To get things to work I ran

kubectl delete clusterrolebinding cluster-admin-$USER
kubectl create clusterrolebinding cluster-admin-$USER --clusterrole cluster-admin --user $(gcloud config get-value --quiet core/account --verbosity=none)

and then re-ran the agent installation, i.e.

curl -Ls https://get.weave.works | sh -s -- --token=<elided> --gke
rade commented 6 years ago

AFAICT, gcloud config get-value has always produced that output. Googling shows examples going back a year.

The aforementioned user has just confirmed that they aren't seeing the "Your active configuration is..." output when running on Mac OS, but are seeing it in the gke web shell.

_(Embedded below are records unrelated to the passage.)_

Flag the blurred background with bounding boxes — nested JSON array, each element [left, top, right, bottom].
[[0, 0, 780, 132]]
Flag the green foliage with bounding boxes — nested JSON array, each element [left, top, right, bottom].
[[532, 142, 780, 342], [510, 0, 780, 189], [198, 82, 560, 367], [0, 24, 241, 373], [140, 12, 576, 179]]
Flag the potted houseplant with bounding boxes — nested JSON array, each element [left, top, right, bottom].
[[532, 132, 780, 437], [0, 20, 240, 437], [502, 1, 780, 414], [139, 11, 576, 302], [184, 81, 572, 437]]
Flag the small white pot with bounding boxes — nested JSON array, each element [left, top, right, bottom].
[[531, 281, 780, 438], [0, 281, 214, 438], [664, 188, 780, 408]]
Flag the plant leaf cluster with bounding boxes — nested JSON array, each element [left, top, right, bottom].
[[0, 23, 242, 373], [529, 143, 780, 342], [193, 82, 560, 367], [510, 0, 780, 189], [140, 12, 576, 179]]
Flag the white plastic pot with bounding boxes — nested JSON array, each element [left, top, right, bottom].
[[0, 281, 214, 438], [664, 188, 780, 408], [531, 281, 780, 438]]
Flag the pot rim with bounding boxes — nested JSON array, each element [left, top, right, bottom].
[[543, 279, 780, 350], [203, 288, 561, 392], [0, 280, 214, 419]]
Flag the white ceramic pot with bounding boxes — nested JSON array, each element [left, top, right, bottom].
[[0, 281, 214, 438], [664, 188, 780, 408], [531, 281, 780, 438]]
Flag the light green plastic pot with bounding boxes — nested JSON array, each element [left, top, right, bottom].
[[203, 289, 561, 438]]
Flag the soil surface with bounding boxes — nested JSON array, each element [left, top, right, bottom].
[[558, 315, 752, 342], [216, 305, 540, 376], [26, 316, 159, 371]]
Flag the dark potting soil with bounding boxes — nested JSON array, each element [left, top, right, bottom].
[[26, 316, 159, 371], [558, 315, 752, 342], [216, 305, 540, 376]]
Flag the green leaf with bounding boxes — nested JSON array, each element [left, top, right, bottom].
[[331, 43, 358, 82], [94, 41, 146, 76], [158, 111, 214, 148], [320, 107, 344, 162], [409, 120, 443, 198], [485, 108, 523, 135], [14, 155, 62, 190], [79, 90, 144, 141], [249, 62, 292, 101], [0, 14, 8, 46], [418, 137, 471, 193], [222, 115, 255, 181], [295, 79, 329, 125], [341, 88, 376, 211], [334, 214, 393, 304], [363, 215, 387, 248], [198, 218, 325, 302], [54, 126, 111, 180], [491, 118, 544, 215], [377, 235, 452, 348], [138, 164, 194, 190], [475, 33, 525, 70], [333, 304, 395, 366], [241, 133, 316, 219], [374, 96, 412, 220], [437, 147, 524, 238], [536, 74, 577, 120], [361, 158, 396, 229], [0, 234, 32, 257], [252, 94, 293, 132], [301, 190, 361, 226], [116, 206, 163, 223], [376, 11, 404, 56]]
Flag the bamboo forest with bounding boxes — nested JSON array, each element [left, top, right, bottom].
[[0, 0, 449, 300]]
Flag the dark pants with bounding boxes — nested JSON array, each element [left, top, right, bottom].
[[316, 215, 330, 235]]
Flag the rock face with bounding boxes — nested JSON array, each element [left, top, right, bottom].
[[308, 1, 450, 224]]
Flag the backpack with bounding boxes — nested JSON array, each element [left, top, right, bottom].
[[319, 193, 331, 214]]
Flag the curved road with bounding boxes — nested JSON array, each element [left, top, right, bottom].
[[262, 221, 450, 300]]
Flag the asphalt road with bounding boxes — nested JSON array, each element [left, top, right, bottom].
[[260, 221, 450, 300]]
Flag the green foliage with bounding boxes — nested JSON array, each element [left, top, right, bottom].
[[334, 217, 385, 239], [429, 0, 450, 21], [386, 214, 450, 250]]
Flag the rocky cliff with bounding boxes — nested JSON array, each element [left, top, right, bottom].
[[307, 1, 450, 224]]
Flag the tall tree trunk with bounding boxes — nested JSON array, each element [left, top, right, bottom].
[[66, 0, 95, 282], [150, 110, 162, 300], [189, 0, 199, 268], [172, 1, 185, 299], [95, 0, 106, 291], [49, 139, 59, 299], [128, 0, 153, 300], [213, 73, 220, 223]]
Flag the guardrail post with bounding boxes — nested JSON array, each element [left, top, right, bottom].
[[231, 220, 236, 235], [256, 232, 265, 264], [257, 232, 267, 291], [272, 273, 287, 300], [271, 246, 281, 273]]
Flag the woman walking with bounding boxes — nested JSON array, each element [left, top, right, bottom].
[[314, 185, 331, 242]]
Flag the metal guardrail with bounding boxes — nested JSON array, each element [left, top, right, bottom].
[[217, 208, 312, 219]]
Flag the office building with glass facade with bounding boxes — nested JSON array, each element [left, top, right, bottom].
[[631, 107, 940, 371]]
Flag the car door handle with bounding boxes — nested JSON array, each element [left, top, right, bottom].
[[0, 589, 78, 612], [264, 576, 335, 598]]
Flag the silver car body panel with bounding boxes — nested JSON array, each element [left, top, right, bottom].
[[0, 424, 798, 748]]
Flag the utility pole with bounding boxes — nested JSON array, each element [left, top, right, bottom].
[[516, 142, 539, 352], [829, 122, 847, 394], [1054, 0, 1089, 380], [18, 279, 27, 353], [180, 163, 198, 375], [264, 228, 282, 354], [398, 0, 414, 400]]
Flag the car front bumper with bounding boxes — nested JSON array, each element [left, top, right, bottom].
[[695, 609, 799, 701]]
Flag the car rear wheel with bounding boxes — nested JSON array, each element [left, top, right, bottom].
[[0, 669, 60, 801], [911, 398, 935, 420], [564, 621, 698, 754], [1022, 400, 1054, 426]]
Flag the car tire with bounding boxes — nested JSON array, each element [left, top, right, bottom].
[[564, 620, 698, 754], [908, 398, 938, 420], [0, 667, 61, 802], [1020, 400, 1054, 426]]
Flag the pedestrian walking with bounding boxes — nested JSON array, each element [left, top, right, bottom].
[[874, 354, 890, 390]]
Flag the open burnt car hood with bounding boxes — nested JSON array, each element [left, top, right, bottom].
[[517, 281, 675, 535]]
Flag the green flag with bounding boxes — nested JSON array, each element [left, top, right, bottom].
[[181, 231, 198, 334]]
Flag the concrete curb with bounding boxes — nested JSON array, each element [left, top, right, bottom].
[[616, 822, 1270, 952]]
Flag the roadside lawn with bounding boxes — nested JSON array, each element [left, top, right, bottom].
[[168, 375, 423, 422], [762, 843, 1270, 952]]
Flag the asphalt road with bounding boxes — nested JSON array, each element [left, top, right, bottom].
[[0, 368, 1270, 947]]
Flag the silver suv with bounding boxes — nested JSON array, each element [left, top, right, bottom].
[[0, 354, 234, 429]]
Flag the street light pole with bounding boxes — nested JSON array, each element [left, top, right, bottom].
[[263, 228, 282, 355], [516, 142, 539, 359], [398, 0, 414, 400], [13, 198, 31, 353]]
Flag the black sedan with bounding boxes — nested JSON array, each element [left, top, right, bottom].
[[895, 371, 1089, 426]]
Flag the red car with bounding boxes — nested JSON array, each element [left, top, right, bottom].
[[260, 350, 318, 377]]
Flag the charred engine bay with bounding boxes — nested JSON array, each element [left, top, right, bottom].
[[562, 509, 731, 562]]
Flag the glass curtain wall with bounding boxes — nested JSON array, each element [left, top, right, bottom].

So there is a reasonable chance this has always been broken for anybody not running the install from a Mac.

crw commented 6 years ago

I had a user hit this issue today. Is there any automatic detection / recovery we can do from this issue?

bboreham commented 6 years ago

@crw you mean the change in #178 didn't work, or you have seen a similar symptom for different reasons? If the former, re-open this issue; if the latter, open a new issue.

crw commented 5 years ago

Going to assume that was some kind of one-off, and leave this issue closed for now.